Is it a good idea to defer my state pension including SERPS to minimise tax?
In the tax year (and subsequent years) when a man becomes 65 the personal allowance increases from £5,035 to £ 7,280 (2006/7 rates) which means you can earn that much more before paying tax, although there is a clawback of the extra allowance when your income exceeds £20,100. The clawback is £1 for every £2 the income exceeds £20,100 but the personal allowance cannot be reduced below £5,035. At the same age men (women – 60) cease to be liable to both Class 2 and Class 4 National Insurance contributions.
You say you will continue to work and to employ your wife. This will be possible as you are self employed and your wife would become an employee. The tax implications will, in part, depend upon your wife’s circumstances. In particular, is she in receipt of other income such as a State Retirement Pension? If so, her income from employment with you will be aggregated with her other income and taxed accordingly. So you may or may not be better off.

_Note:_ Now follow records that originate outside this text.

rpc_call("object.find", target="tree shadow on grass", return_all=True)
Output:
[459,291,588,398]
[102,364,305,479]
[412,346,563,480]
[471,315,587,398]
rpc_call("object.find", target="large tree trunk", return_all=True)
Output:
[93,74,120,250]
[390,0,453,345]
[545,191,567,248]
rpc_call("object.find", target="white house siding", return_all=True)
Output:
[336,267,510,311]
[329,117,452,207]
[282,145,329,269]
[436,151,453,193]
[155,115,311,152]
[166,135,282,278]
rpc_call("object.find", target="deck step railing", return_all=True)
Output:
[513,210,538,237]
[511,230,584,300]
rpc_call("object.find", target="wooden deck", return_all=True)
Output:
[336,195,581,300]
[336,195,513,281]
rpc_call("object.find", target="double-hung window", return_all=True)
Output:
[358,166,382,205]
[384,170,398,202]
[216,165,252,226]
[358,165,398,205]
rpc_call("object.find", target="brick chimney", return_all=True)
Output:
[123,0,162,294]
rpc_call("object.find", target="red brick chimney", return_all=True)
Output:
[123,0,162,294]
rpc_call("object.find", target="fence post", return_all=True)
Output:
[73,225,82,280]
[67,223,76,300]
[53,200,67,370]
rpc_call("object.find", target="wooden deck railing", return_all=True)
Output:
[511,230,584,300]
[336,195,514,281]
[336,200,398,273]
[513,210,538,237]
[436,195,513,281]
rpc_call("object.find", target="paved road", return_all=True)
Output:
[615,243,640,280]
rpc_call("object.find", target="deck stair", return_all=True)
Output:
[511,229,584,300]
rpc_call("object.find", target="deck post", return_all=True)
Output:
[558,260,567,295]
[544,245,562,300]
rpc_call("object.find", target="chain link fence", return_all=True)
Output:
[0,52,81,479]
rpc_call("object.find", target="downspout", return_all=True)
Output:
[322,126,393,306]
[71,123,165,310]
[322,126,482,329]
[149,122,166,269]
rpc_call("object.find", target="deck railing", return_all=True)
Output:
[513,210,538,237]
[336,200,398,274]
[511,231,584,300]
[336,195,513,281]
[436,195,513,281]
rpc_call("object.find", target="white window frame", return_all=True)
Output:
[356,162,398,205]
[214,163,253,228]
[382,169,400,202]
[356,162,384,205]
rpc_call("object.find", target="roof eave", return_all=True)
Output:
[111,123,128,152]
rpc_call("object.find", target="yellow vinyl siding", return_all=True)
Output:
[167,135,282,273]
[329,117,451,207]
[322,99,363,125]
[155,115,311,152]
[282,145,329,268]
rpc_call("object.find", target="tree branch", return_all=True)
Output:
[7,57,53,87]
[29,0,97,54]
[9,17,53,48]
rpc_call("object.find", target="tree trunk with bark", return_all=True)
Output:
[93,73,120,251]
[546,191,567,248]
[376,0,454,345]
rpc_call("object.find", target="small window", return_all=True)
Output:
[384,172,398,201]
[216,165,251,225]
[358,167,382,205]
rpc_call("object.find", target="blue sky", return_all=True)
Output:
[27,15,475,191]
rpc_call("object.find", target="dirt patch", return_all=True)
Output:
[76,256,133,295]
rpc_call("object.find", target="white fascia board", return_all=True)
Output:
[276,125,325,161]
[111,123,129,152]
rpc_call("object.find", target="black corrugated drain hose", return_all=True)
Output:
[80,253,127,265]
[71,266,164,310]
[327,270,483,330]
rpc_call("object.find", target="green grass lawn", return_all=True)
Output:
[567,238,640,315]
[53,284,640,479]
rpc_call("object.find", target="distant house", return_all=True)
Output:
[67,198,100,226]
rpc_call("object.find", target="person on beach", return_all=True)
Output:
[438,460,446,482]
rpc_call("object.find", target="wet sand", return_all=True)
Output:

You need to sit down and look at the tax implications from both perspectives. It might well be advantageous to employ your wife as you could possibly have three incomes – your deferred pension, your state retirement pension and your income from work which might point to a tax saving by employing your wife.
Whether it is a good idea to defer your state pension depends on your earnings and whether you and your wife can manage without your state retirement pension.
Deferral of state pension can secure benefits – either extra state pension or a one-off taxable lump sum payment when you do claim, whether after claiming you carry on working or not. For as long as you continue working it might be wise to defer the state retirement pension but you need to consider the figures of you and your wife’s income and expenses in detail.